A court in Uzbekistan’s capital on Friday night sentenced a blogger to three years of restricted freedom for slander after he publicly criticized the education system and called for same-sex relations to be decriminalized.
Miraziz Bazarov was charged last year after a savage beating put him in the hospital for a month. Police at the time blamed Bazarov for provoking the attack because he had made “insulting and inappropriate public statements that are not in correspondence with our mentality.”
His attackers were never identified. When he was released from the hospital, he was remanded to house arrest.
Authorities said the two-day trial, which began on January 20, would be open to the press, but on the first day the judge decided that journalists, and only journalists, must present a negative PCR test for COVID-19.

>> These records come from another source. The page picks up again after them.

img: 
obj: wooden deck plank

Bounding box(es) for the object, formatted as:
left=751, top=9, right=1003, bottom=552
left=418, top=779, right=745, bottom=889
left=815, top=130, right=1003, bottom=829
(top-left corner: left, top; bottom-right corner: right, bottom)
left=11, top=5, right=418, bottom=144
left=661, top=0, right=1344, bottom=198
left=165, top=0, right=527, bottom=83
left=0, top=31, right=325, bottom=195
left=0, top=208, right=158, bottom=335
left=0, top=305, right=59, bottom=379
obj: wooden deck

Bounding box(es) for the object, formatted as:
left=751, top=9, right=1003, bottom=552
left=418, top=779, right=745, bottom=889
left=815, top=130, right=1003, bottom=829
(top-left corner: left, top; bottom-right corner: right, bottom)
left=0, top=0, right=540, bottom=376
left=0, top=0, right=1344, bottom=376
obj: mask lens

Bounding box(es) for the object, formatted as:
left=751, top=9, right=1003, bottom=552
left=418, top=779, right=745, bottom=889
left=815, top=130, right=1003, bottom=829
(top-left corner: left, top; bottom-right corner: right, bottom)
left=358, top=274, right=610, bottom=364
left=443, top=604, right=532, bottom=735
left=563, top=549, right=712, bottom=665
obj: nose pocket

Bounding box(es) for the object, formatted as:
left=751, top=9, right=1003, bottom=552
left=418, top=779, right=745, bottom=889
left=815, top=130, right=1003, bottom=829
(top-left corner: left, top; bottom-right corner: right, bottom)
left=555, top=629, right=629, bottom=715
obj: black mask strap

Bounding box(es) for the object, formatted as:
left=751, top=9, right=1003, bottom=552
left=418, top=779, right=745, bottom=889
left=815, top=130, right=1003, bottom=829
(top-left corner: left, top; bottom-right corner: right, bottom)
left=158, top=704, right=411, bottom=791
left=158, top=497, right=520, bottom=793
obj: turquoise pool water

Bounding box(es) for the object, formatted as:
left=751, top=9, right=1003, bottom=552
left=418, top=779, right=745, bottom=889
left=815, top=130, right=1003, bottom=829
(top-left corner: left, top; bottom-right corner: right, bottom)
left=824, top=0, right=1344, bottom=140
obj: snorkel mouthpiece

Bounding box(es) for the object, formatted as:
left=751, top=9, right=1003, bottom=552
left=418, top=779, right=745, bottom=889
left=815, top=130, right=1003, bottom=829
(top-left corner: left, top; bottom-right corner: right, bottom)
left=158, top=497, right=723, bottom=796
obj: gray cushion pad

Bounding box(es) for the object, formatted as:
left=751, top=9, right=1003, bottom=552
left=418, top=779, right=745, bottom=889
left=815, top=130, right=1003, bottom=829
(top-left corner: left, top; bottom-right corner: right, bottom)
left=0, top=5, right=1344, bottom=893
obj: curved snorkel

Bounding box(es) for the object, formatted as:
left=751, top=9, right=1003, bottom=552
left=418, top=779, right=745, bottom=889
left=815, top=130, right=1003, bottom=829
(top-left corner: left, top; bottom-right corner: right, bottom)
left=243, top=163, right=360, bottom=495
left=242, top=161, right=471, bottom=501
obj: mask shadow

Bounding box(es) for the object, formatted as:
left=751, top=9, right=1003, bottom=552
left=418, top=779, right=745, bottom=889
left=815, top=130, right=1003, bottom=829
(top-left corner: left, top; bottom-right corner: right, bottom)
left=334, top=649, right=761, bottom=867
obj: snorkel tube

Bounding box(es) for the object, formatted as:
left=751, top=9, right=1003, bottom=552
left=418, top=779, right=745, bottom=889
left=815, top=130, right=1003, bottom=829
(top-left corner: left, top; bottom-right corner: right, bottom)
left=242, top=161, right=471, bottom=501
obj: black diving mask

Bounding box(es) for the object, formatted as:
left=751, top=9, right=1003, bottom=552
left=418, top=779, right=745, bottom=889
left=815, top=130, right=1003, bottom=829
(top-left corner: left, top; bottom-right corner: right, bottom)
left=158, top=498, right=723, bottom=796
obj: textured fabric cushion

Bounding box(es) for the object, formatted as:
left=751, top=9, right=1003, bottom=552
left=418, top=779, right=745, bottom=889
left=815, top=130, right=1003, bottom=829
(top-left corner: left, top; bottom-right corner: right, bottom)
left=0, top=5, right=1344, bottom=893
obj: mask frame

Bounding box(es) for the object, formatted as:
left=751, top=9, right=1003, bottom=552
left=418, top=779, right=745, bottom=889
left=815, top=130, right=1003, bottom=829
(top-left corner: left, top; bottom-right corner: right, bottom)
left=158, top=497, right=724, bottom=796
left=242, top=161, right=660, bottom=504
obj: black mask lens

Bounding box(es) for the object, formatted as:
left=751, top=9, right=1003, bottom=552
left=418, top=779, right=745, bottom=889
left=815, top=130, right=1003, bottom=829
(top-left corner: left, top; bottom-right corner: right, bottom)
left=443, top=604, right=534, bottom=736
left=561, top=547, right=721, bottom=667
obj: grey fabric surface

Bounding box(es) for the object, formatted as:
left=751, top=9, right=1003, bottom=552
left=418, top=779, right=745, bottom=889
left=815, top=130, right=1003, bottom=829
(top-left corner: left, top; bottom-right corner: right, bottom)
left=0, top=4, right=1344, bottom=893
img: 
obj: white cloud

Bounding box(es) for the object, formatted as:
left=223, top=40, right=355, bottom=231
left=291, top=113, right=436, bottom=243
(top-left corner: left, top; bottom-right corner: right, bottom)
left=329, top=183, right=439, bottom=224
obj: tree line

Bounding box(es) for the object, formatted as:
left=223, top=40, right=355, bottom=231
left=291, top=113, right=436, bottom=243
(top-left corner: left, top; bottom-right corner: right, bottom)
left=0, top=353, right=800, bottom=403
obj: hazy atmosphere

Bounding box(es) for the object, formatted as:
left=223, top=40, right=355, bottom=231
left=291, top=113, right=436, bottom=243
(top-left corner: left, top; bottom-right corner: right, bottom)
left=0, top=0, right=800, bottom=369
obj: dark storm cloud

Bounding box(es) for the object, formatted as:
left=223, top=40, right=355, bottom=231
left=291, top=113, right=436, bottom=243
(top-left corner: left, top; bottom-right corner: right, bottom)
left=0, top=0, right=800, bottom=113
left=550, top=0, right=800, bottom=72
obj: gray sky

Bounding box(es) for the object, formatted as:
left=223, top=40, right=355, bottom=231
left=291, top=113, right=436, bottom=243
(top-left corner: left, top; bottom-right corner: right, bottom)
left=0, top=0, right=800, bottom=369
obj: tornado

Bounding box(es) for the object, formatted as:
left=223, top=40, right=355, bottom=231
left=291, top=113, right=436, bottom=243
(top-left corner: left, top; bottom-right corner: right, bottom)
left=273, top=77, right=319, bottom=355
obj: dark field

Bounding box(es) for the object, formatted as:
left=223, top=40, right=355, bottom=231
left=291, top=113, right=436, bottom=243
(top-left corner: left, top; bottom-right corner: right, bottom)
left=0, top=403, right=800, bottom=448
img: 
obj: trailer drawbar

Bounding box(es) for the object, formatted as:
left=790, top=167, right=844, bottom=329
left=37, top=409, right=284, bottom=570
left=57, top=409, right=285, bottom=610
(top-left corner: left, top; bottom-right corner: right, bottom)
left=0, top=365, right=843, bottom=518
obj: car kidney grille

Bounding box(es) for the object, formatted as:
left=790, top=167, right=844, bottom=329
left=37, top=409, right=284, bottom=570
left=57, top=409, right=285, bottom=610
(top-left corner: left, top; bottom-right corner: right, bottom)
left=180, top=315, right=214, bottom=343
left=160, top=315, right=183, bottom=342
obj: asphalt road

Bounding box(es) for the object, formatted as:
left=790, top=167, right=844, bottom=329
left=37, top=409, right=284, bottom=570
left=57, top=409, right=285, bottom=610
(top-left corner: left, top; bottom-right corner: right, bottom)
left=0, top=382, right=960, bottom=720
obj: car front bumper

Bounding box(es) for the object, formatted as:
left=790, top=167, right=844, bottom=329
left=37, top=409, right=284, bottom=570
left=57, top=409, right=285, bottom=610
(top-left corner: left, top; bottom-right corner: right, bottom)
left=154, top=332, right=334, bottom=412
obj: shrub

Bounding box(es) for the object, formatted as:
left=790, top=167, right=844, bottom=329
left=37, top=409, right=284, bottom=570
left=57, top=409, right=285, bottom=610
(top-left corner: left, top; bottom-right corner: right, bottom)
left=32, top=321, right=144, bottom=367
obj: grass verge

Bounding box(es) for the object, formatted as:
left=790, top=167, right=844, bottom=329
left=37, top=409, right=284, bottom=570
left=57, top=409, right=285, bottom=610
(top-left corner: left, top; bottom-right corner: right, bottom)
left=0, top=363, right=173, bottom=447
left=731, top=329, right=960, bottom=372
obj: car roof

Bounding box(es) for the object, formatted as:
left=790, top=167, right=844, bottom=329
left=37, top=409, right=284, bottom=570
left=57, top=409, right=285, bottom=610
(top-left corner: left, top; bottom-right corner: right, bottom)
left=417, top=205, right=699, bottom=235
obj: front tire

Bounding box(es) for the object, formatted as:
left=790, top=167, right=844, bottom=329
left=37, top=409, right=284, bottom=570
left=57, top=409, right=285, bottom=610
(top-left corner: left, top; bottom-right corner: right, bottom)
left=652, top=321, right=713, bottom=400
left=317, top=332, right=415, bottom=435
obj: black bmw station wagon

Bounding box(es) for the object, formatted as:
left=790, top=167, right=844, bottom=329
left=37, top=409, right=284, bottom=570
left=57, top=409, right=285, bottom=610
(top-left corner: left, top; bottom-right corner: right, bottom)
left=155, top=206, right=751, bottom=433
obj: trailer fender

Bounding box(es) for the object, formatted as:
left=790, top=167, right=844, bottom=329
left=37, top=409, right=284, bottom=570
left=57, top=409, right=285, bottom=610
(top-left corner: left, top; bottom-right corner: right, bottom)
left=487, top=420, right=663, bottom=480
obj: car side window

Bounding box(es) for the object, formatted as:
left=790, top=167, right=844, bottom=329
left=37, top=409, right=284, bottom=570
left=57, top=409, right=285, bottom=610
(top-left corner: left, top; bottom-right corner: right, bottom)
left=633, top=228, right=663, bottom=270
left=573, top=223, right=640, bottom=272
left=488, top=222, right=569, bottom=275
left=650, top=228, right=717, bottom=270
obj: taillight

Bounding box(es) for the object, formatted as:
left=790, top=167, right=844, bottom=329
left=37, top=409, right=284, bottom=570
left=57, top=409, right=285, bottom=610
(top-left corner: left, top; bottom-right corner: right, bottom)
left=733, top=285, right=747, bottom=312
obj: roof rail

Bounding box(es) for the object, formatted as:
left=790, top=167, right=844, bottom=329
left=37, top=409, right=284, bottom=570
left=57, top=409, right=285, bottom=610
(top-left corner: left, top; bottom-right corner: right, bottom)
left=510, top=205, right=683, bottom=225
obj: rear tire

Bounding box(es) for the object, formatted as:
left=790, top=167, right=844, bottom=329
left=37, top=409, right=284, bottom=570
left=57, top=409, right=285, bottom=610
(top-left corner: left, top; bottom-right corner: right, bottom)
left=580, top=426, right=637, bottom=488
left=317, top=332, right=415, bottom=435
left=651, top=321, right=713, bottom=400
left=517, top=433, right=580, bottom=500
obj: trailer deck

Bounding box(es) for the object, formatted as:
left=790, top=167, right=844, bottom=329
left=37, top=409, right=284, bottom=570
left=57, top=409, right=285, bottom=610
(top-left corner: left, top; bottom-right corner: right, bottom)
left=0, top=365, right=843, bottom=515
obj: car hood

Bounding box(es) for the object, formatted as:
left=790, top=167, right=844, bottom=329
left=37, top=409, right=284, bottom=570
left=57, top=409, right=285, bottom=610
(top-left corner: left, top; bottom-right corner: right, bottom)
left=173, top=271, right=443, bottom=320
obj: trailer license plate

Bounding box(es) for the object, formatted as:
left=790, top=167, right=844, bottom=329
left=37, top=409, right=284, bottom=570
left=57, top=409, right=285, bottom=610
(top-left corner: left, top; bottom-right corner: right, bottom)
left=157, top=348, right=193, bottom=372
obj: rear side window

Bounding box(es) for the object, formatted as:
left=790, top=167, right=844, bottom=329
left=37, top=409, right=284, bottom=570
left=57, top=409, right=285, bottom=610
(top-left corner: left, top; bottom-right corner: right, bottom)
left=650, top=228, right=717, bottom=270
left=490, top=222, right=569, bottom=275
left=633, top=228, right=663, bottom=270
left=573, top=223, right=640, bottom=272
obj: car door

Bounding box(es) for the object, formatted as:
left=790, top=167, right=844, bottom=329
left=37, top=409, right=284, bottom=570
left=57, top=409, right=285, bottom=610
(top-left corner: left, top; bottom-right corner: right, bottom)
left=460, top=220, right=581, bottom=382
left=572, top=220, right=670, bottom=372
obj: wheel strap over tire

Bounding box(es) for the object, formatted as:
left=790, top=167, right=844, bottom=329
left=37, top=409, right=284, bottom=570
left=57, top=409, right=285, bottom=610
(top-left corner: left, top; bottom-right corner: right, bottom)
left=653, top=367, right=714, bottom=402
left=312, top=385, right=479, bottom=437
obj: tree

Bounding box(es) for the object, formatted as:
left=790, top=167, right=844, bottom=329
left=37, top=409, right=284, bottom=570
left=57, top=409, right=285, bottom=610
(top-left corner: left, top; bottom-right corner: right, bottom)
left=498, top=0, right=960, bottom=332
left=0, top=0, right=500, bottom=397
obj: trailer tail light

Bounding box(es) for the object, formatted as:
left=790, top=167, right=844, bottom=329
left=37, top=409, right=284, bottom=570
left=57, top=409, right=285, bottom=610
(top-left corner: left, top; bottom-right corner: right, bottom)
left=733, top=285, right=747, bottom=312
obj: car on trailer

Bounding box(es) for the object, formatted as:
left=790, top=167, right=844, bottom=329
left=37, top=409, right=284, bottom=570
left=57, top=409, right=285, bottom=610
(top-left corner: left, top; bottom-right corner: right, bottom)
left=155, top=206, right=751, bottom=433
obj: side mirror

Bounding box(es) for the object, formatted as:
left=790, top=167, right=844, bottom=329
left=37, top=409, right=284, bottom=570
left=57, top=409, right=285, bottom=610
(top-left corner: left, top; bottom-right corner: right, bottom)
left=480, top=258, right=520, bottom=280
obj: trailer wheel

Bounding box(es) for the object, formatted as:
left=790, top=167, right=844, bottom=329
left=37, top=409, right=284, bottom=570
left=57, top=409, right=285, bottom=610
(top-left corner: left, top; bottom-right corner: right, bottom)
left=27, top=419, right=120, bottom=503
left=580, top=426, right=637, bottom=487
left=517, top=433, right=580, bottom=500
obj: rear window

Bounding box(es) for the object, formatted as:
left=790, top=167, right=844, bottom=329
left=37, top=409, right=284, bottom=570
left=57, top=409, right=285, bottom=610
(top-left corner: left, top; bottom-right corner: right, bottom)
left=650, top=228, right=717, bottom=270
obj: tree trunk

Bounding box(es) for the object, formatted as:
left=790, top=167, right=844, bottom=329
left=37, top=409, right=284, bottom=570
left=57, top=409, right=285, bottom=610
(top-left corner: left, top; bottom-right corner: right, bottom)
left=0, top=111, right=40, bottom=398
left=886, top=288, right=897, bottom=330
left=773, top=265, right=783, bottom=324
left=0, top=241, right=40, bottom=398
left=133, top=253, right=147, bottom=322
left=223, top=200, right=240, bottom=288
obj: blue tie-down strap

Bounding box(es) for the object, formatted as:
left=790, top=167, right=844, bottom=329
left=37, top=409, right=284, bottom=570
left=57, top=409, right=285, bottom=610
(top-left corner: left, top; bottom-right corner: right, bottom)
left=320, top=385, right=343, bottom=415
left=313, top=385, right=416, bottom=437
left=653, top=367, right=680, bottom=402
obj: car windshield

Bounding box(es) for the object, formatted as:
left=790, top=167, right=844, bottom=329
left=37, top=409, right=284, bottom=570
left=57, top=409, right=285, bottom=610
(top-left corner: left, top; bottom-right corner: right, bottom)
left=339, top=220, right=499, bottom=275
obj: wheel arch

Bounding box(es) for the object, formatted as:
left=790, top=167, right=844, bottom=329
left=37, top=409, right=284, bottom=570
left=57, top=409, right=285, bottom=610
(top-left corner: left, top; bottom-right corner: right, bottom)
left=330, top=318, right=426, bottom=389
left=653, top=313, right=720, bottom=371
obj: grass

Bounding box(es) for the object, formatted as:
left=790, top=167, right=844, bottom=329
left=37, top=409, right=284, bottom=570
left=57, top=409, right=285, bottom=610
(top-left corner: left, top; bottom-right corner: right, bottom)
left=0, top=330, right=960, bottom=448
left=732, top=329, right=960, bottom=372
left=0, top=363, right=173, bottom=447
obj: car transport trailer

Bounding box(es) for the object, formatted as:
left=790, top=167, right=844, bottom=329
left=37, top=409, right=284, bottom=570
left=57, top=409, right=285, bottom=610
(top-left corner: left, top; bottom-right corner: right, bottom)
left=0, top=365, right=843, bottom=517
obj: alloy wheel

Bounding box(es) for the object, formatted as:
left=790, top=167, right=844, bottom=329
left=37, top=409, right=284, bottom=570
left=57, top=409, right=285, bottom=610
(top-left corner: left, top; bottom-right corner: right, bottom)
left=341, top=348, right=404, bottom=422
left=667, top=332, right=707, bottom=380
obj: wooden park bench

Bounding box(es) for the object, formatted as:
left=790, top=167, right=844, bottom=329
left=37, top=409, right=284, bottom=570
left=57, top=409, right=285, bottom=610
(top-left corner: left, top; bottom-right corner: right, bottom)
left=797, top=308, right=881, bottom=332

“This, of course, is a biased court, and this is the fulfillment of the will of the state,” Bazarov’s lawyer, Sergei Mayorov, told the assembled journalists near the court building after the verdict was announced.
Because Bazarov had been under house arrest before his trial, he will not serve the full three years, Mayorov said, adding that the defense would not be able to see the full text of the verdict until after the weekend. It was unclear at the time of publication if Bazarov would serve time in jail or receive a more probation-like sentence.
Bazarov’s case has garnered significant international attention, in part because of Uzbekistan’s poor record with press freedom and also because of the state-sanctioned hostility to the LGBT community. Last year Human Rights Watch said gay men in Uzbekistan “face arbitrary detention, prosecution, and imprisonment as well as homophobia, threats, and extortion.” Under existing legislation, same-sex intercourse is punishable by up to three years in prison.
Updated with clarification that Bazarov's punishment may not include prison.